One of the offerings on our website is, “Lessons in Listening.” Over the years several other listening organizations have taken us up on that offer, but only a handful of individuals have sought us out to learn this practice. Last week I did hear from an individual seeking that very thing.

How would you sum up what you know about listening? With 11 years of listening under our belts and all of our ongoing practice to hone our skills, summing it up might seem like a tall order. But I am reminded of the story that Linda shared with us when friends asked her, “How do you do it? How do you just listen?” 

Linda leaned forward, looked them in the eyes and said, “How are you?” and, of course, was simply ready to hear what they might say. 

I did not share that story with this new person genuinely seeking to learn how to do what she trusts we do. I did ask why she wanted to learn about listening. Turns out she is in a service field but hadn’t expected that people would share with her far beyond the service they hired her for. She had enough awareness to sense that there is a way to be with people when they share, an authentic way to respond, and was seeking to learn how to do so.

In listening to her story, the ‘lessons’ for listening arose naturally. Pieces fell into place. It was as if her desire for listening drew forth the lessons she already had within. In a mere 30 min she had gleaned enough to be satisfied that she could do this, she had within herself the capacity to respond by listening. I never mentioned to her that we begin and end shifts with a moment of silence. Yet in the depth of feeling met, we both naturally took a deep breath and a moment of silence happened.

All of this took place over the phone. We were not facing one another, looking each other in the eye. But the feeling of being met was palpable. Once we were off the phone I felt the beauty of how listening creates belonging. And belonging suddenly mean something unexpected.

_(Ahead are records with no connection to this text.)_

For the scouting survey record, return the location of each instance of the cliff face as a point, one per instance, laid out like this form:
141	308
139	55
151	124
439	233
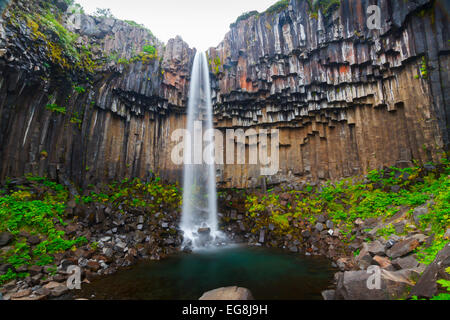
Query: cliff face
345	98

I often think of belonging as ‘getting involved.’ Belonging seems to includes an identity – belonging to a group of folks who share some facet of life. Then, by default, those who don’t value that particular facet of life do not belong.

But listening has proven to demonstrate a belonging in the simple moment of being met. This person seeking to learn the sacred practice of listening and our commitment as a group of folks who listen, met. Simple. Nothing is defined or excluded when we respond through listening. Belonging, in this unexpected sense, leaves everything wide open. 

Listening is Belonging. Listening is a blank slate.

Sharing lessons on how to listen is a tender thing. I was moved by this newest request and especially moved by the depth of desire to have the option of listening as a ‘tool’ to reach for. And, I am grateful for this level of belonging and creativity.